In this game on each level there is an underground Grid with r rows and c columns. There is a source cell (x1, y1) and a destination cell (x2, y2) in the grid.
Now you will be given n pipes. These pipes can be of two types,
1- straight pipe and
2- angled pipe.
These pipes can be rotated at 90 degree any number of times. You will have to connect these pipes Sequentially one after another, starting from the Source to the destination.
You can use pipes p1,p2,….pi where (1 ≤ i ≤ n). If source and destination are already connected then It is considered solved, even without using any pipes. Each cell can contain only one pipe.

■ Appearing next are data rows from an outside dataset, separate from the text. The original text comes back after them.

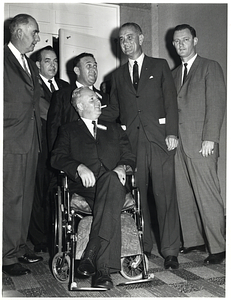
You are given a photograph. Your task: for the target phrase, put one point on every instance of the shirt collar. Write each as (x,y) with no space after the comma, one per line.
(190,62)
(45,79)
(139,60)
(78,84)
(15,51)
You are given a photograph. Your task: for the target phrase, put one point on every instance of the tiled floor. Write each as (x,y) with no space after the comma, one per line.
(192,279)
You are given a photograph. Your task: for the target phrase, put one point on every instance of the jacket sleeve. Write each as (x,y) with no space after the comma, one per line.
(111,112)
(170,101)
(126,155)
(61,158)
(215,102)
(54,118)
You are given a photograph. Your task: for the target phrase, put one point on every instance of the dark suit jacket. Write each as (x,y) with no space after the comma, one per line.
(153,106)
(201,102)
(21,105)
(75,145)
(61,112)
(45,99)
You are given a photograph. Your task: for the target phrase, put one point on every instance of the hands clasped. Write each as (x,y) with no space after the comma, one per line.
(88,177)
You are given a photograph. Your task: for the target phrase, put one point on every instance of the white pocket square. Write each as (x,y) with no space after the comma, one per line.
(100,126)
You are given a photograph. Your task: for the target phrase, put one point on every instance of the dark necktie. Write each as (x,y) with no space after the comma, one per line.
(51,85)
(135,75)
(94,128)
(185,73)
(25,65)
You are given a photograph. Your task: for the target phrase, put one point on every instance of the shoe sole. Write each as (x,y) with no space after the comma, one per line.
(85,273)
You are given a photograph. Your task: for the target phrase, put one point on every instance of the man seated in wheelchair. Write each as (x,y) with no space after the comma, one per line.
(95,161)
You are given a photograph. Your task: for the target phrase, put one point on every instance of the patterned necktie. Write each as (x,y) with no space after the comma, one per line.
(135,75)
(94,128)
(185,73)
(25,65)
(52,88)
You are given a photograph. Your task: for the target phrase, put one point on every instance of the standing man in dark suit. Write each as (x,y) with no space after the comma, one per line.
(145,100)
(61,111)
(22,140)
(47,63)
(201,102)
(96,162)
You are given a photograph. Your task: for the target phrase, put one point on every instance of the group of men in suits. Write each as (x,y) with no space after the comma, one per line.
(172,127)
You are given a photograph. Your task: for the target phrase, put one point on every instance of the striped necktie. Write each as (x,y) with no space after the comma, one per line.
(135,75)
(52,88)
(94,128)
(25,65)
(185,73)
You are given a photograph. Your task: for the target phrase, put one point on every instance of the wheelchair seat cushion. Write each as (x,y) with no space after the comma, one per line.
(79,204)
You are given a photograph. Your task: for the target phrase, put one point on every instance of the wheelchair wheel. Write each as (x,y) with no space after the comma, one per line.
(61,265)
(132,267)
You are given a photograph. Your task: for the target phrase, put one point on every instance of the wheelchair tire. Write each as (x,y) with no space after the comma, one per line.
(61,265)
(132,267)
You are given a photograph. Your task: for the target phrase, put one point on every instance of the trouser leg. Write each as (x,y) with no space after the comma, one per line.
(18,192)
(191,226)
(106,225)
(207,190)
(164,190)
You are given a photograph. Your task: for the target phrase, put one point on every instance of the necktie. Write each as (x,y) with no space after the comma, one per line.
(94,128)
(185,73)
(135,75)
(25,65)
(52,88)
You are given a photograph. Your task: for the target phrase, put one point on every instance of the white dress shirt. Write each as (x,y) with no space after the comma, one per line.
(139,62)
(48,83)
(189,64)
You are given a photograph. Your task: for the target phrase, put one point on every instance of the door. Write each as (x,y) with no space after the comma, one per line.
(73,43)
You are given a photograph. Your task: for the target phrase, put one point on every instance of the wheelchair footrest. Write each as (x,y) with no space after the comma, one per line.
(74,287)
(149,278)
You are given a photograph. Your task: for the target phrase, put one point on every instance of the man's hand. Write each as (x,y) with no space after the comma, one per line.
(171,142)
(121,172)
(86,175)
(207,148)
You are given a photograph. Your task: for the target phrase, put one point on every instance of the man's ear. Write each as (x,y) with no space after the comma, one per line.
(38,64)
(77,71)
(195,41)
(141,39)
(19,33)
(79,106)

As this game is too easy, the developer made some changes in the game. On each level you will have to answer how many ways are there to solve this puzzle. For the example above the grid size is (6, 6), source (1, 2), destination(4, 3) and Given 7 pipes: 2, 1, 1, 1, 2, 2, 2. With these pipes you can solve this puzzle in this 2 ways that are given above.
In the first line you will be given T (1 ≤ T ≤ 100) - the number of levels you will have to play.
On each level :
1. The first line will contain r, c, n (1 < r, c ≤ 10) (0 < n ≤ 20) - grid size(r,c) and number of pipes(n).
2. The second line will contain n space separated integers p[1,2,…n] - the type( 1 or 2) of the pipe.
3. The third line will contain x1, y1, x2, y2 - the source and the destination. Source and Destination cannot be the same cell.
For each level, output the number of ways you can solve this level on each line.
2 5 5 7 2 1 1 1 2 2 2 1 2 4 3 3 3 4 2 2 1 2 2 2 2 3
Pipes don’t need to enter into the destination cell, It just needs to reach it. You can not place any pipe in the destination cell.